Quest for specific SPM algorithm
Date: August 02, 2017 12:39AM
Your forum, blog and SPMF implementation have made quite an impression on me over the past few weeks. I can see your work is in high demand amongst data scientists, making it all the more impressive!
I'm a Computer Science master student and I'm working on my graduation project. I am currently in need of some advice; a nudge in the right direction.
What I have is a sequence database, where the itemsets have single items:
What I want to get from this is the pattern <a,b,c>, and (preferably) the information that it occurs 5 times in the first sequence and 2 times in the second sequence. So I am looking for the repeated subpattern, not merely the sequence with the minsupport.

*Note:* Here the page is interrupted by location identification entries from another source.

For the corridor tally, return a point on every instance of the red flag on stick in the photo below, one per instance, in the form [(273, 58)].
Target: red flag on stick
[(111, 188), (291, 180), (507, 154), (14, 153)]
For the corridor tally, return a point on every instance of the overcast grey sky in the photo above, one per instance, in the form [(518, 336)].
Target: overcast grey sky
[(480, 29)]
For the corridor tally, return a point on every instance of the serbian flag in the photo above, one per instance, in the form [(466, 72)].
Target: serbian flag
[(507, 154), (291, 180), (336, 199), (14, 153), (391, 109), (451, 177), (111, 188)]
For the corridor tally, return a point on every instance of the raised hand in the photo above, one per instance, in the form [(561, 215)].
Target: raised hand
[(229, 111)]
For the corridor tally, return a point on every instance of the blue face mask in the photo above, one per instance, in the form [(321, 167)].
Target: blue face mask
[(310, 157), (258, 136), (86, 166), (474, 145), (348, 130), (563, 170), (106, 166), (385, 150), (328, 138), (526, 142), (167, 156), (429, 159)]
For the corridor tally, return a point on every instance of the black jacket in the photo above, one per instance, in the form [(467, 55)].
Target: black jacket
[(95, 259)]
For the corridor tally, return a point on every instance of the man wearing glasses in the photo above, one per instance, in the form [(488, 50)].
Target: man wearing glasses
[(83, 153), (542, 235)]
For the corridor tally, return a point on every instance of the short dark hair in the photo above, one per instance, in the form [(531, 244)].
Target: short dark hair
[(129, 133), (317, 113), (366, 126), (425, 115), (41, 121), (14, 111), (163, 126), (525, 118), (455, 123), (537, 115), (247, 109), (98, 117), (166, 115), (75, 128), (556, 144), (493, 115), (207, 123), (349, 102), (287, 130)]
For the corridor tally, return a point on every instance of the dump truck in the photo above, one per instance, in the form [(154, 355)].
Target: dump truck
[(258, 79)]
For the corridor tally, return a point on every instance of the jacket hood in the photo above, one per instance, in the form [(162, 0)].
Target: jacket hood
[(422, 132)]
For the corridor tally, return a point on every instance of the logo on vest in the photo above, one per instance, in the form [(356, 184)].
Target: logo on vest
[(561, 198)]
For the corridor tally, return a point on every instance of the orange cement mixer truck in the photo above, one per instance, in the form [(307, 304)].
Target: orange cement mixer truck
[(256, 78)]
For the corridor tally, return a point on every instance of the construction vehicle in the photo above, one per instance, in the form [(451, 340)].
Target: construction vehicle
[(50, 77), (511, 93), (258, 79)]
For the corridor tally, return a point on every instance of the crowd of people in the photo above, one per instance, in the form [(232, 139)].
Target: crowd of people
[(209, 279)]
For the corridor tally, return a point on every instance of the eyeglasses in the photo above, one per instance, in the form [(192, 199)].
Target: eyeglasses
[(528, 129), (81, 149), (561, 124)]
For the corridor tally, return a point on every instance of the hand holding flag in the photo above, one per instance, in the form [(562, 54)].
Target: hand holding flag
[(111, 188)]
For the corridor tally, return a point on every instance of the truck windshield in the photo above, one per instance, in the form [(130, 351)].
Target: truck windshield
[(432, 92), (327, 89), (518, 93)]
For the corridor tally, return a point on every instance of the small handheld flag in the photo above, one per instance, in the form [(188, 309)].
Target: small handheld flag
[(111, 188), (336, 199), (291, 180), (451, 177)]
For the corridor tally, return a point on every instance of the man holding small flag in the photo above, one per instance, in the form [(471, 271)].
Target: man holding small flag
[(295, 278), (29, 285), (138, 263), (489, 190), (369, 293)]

Algorithms such as CM-ClaSP and VMSP only return the <a,b,c,a,b,c> pattern. As such, I'm not looking for the maximal pattern and also not quite the closed pattern.
A few other requirements:
- I must be able to specify the max gap, which will be set to 1.
- I must be able to specify the minimum pattern length, which will probably be set to 2 or 3.
- I must be able to specify the minimum pattern repetitions, which will probably be set to somewhere between 5 and 10.
I'm somewhat skilled in Java, so I'm perfectly fine with modifying one of your implemented algorithms. I just don't know where to start. Do you have any suggestions?